He lifted her hand and rubbed her empty ring finger. There was a very feint indent from where she’d worn the jewellery for a brief time.
“Because you are my wife.”
Her eyes swept shut at his words and her heart iced over. “A stupid joke,” she muttered angrily.
“No. A clever twist of fate.”
She shook her head.
“Do you know why I thought the worst of you Sophie? Why I believed you to have engaged in affairs with both Eric and the man from Sydney?”
“Because you’re suspicious, cynical and untrusting?”
His lip twisted in a half-smile. “No. Because I fell in love with you the first moment I saw you, half hidden beneath the sofa. I loved you. Your voice, your energy, you. And how could any man not feel as I did? How could any man not see you and want you, as I did, with a total, full-body response?”
She blinked her eyes opened and stared at him as though he must surely have thought her to be some kind of idiot. “You’re being ridiculous. You never loved me. I’d go so far as to say you hated me. Or you would never have gone through with this ridiculous plan to get me out of Helena’s life.”
“I loved you then, Sophie, and I love now. Do not argue with me. I always win. Eventually, you will accept that.”
“Eventually … Alex, it’s over between us. I can’t … I won’t … forgive you.”
“You will.” His smile now was confident. “Stay here. I’ll arrange for you to be checked out.”
“Discharged,” she muttered to his retreating back. “It’s a hospital, not a hotel.” She looked down at herself hopelessly, feeling more alone than she ever had in her whole life. “I have nothing to wear.”
He frowned. Her clothes from yesterday were nowhere in sight. “Okay. Wait here.”
“Do I have any other choice?” She queried with a sarcastic smile. And even then, angry with him and desperately miserable, she knew she was being rude and unfair. He had lost their baby too. And he was trying to help. Only she’d run out of any kind of generosity of spirit.

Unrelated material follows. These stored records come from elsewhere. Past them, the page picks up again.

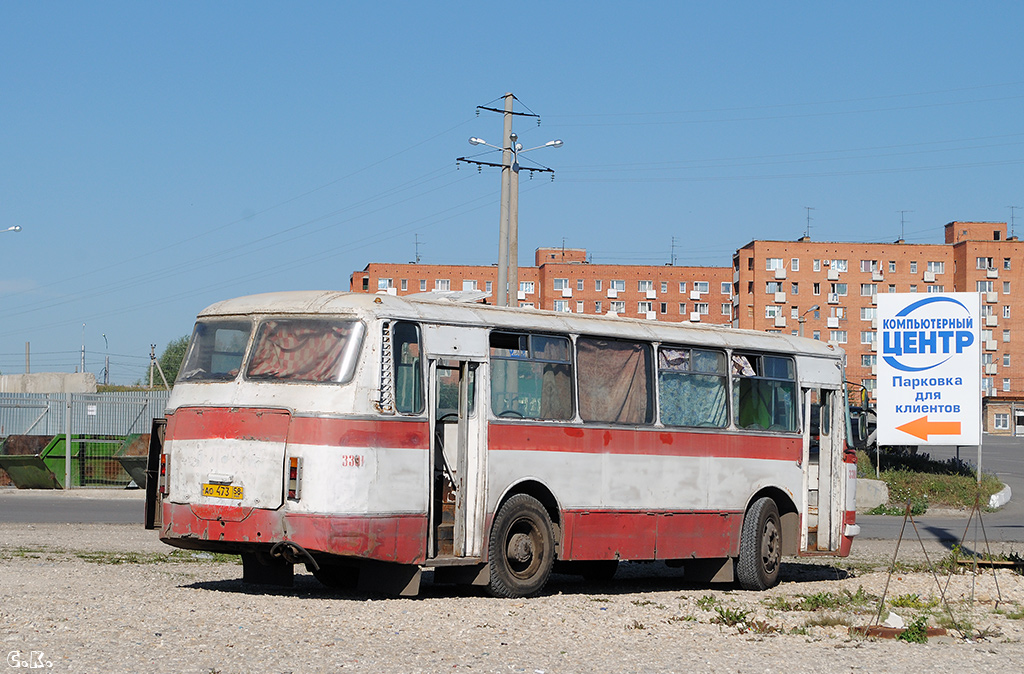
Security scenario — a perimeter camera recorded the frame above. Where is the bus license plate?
[203,482,243,501]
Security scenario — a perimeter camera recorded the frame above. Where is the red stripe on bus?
[487,423,803,461]
[167,408,430,450]
[160,502,427,564]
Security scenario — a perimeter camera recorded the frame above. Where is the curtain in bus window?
[577,337,653,424]
[246,320,361,382]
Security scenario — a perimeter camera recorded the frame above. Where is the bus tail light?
[160,453,170,496]
[288,457,302,501]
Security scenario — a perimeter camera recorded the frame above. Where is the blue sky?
[0,1,1024,383]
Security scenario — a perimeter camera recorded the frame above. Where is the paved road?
[0,488,145,525]
[857,435,1024,548]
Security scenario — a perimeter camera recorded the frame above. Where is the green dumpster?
[0,434,131,489]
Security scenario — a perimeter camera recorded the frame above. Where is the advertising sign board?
[876,293,982,446]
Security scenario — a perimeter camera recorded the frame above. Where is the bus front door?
[430,359,486,560]
[801,388,846,552]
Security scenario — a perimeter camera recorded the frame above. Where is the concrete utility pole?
[456,93,562,306]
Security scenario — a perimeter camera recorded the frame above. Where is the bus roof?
[199,291,843,359]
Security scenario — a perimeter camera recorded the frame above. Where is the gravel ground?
[0,524,1024,674]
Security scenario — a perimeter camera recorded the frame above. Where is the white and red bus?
[146,292,859,597]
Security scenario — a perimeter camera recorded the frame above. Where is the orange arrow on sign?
[896,417,959,440]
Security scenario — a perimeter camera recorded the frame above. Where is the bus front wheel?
[736,497,782,590]
[487,494,555,598]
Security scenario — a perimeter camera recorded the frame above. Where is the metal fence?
[0,391,170,489]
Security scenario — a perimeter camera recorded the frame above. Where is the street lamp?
[456,93,564,306]
[797,304,820,337]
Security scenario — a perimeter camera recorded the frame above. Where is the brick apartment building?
[350,222,1024,434]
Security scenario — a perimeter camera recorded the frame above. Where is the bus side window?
[732,353,797,431]
[657,346,729,428]
[577,337,654,424]
[392,323,423,414]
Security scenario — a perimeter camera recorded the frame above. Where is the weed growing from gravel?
[711,606,751,627]
[697,594,718,610]
[896,616,928,643]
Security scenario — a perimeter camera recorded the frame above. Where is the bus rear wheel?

In barely no time at all, Alex was back clutching a dark green shopping bag. “Would you like help changing?”
She scowled at him, but didn’t perceive any innuendo in the question.
He lifted his hands. “It was a genuine question, agape mou.”
“I’m fine.” She took the bag without thanking him and peered inside. A black sweater and a pair of jeans were inside, complete with fresh underwear.
“Wait outside. Please.”
“It was a serious offer of help, Sophie. You might be weak …”
“Then I’ll buzz for a nurse,” she said through gritted teeth.
“Okay. Fine.” Alex tamped down on his frustration. He had lost any right to expect Sophie to simply be an unquestioning part of his life.
Out of nowhere, he thought back to the first week on Corfu, when she had been so happy she’d practically beamed with light and pleasure. He thought back to those heady days, when they’d shared one another’s bodies and they’d talked and laughed as though they were careless and divinely euphoric. That brief, glimmering window of perfection that he’d smashed with his idiotic plan. What he wouldn’t give to go back to that perfect oasis of time and hold it tight to his chest.
She dressed slowly, and Alex was on the verge of bursting back into her room when Sophie finally emerged. She’d washed her face and finger combed her hair, but she still looked a long way from well.
“Ready?” He smothered the worry from his voice, instinctively understanding that she didn’t want sympathy. “My car is out the front.”
She fell into step beside him, and the whole way, she knew she should separate herself from this man. Except she was tired, and she didn’t feel great. It was only with enormous effort that she was able to walk without showing any physical signs of discomfort.
Alessandro Petrides was parked on double yellow lines just outside the hospital. His windshield had a host of paper on the front and he ripped them out impatiently.
“Alex,” Sophie said sharply. “You’re illegally parked.”
The look he sent her was rich with disbelief. “Did you think I would waste time searching for a better spot while you were in hospital?”